Research location and Method
Unzen Fugendake is a historically active volcano composed mainly of andesite and dacite (Otani,2004; Hoshizumi,1999). The 1991-1995 eruption formed a lava dome on the east side of Fugendake, which has remained stable without major collapse since the end of the eruption but continues to slide downward. To observe micro lava dome variations, ground-based synthetic aperture radar (GBSAR) was used with 48-hour period displacement data from five dome blocks. The displacement was based on the position of the domes 48 hours earlier, and displacement was defined as the distance moved during the 48 hours. In this study, local rainfall at the summit of Mt.
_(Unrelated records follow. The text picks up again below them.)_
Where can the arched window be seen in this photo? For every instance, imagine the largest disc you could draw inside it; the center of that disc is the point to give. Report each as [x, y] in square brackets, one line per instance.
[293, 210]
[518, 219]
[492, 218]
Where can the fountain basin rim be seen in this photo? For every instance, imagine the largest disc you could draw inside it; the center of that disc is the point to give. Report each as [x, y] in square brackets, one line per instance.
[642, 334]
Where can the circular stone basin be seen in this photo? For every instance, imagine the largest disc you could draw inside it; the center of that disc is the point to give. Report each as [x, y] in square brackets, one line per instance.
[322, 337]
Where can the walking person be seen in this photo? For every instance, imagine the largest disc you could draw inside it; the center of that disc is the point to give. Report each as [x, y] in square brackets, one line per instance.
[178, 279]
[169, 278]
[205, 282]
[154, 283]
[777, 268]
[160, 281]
Unzen was observed using the Ministry of Land, Infrastructure, Transport, and Tourism's XRAIN, a rainfall observation system that combines high resolution with real-time performance and can observe rainfall at one-hour intervals. In this study, the hourly rainfall just above the dome was averaged to calculate 48 hours (2 days) of rainfall to match the GBSAR data set.
Result and Discussion
After comparing approximately 30 months of time series data from the two datasets, four distinct event sets with rainfall exceeding 150 mm/48 hours were recorded during the study period, and three of these events were repeated within several weeks with distinct displacements in the displacement of the domes. The lower-positioned domes had larger amplitude changes, and the series of changes lasted longer. However, another rainfall event of over 150 mm was detected at the end of March 2020, but it did not show a clear response in displacement, which we attribute to the precipitation that occurred before and after the high rainfall event.
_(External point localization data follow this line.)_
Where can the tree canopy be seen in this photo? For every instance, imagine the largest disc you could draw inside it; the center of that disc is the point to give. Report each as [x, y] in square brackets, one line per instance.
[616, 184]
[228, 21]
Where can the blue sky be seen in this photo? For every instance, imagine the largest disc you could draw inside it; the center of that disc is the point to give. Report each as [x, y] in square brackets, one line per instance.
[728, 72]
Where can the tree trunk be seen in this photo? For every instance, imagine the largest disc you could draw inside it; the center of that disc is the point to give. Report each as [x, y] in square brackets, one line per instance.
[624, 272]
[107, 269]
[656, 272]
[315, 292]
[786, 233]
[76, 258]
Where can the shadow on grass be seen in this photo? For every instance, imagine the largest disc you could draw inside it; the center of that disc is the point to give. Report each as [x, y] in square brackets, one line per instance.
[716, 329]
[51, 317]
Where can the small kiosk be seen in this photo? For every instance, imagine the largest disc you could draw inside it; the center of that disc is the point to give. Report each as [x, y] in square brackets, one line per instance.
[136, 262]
The comparison of rainfall and dome displacement indicates that rainfall events associated with "Background Rain" are effective triggers for dome displacement. The delay in the temporal response from rainfall to displacement is different from the almost immediate relationship between rainfall and dome collapse at active volcanoes that generate pyroclastic density flows (Carn,2004). Our results indicate that lava domes of quiescent volcanoes exhibit different response times to rainfall and that it is important to consider the slow response of domes and extend the warning time over time. This is essential for the application of hazard and disaster risk studies.
Conclusion
In conclusion, the dome of Unzen-Fugendake is reacting to a complex of high-intensity and background rainfall, and so over several month periods, suggesting that the vadose zone and the groundwater movement may play an important control-ling role. Furthermore, this time lag suggests that hazards and disaster risk alerts need to be adapted to account for those delayed changes. The next step in this research will now be to model the time lag of the dome to rainfall events.
References
1. Kelfoun, et al., Bull Volcanol 2021, 83 (2)
2. Carn, et al., Journal of Volcanology and Geothermal Research 2004, 131 (3)
3. Yamasato, et al., Pap. Met. Geophys. 1998, 48 (3)
4. Matthews, et al., Geophysical Research Letters 2002, 29 (13)
5. Otani, et al., Report of Hydrographic and Oceanographic Reserchies No.40 March 2004.
6. Hoshizumi, et al., Journal of Volcanology and Geothermal Research Volume 89, Issues 1-4, April 1999
Lava domes pose a significant threat to settlements and infrastructure located at the foot of mountains, and rainfall is considered a major destabilizing factor (Kelfoun,2021). However, quantifying the relationship between rainfall and dome motion has been challenging due to volcano-specific limitations, such as the frequency and location of rainfall data measurements (Carn,2004; Yamasato,1998; Matthews,2002). To address this research gap, this study investigated the relationship between precipitation and dome movement at the Unzen volcano in Japan.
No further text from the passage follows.